Common Mistakes I Hit Wiring This Up
Three mistakes ate most of my debugging time on this part, and they’re the same three I see in every “my agent can’t call the tool” thread.
Common mistake: using
stdiotransport against an HTTP server. The client connects to nothing andget_tools()returns an empty list with no error. Match the transport to how the server actually runs —streamable_httpfor the deployed Ops Server.

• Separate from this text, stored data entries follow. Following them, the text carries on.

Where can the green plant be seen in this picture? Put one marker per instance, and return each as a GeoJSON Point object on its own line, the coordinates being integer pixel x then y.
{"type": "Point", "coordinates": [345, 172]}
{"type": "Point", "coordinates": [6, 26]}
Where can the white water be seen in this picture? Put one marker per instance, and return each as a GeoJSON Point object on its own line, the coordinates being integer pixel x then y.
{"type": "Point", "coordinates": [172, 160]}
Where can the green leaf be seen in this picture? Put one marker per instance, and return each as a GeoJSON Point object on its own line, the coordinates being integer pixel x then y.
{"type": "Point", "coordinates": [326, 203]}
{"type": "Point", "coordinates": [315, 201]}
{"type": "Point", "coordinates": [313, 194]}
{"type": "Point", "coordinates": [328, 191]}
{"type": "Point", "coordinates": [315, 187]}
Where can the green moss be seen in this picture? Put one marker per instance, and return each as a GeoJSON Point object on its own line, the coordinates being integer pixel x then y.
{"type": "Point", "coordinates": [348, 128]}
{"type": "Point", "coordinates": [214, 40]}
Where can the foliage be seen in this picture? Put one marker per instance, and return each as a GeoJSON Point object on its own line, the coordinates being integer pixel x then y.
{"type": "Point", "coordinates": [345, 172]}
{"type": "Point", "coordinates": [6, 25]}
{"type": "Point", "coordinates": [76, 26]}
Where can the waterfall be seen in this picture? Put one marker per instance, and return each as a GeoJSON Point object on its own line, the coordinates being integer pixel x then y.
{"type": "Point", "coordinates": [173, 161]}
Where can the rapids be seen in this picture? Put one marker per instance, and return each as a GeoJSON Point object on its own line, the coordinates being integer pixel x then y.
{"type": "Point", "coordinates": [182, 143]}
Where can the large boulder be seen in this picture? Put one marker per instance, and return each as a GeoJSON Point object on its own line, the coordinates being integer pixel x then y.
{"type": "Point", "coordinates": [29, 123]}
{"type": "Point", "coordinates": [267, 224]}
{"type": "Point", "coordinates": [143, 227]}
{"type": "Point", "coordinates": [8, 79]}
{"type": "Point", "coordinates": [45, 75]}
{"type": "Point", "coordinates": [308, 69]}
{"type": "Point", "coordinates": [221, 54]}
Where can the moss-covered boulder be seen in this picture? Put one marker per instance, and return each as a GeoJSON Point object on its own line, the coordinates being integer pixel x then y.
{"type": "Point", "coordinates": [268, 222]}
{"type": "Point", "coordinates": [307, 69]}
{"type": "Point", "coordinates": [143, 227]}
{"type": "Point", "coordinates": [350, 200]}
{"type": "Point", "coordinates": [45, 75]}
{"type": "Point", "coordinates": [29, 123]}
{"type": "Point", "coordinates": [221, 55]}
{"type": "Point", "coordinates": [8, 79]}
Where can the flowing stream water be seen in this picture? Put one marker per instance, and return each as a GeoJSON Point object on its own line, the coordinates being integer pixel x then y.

The other two are quieter. A missing or expired token shows up as a 401 buried in the client logs, not as a friendly Python error — if get_tools() is empty, check auth before you touch anything else. And blocking calls inside an async agent: MultiServerMCPClient is async, so calling get_tools() without await (or from a sync function) silently returns a coroutine that never runs. If your tools list is a <coroutine object>, that’s the bug.
Testing It End to End
The test that proves it works is the intro question, now with a real answer. Start the Ops Server, export OPS_MCP_TOKEN, then run the agent and ask “How much disk is left on the ops box?” A working setup does three visible things: get_tools() prints ['disk_usage', ...], the agent’s trace shows a disk_usage tool call, and the final answer contains a real number from your machine — not an invented one.
Then break it on purpose to trust your guardrails: stop the server and ask again. You should get “the ops box is unreachable,” not a stack trace. If you get the graceful message, your timeout and fallback are doing their job and you’re production-ready.
What’s Next — and the Series Wrap
Your agent now has the full set: tools (this part), memory (Part 4), a multi-agent structure (Part 3), and a deployable FastAPI service (Part 2). It can think, remember, and act on real systems with authentication. That’s a genuinely useful agent, not a demo.
The honest next frontier is knowing whether it’s any good. Right now you find out it broke when a user tells you. Part 6 closes that gap with observability and evals — tracing every tool call and run, then scoring the agent against a fixed test set so you catch regressions before your users do. I’d build that before adding more tools: capability without measurement is how agents quietly rot.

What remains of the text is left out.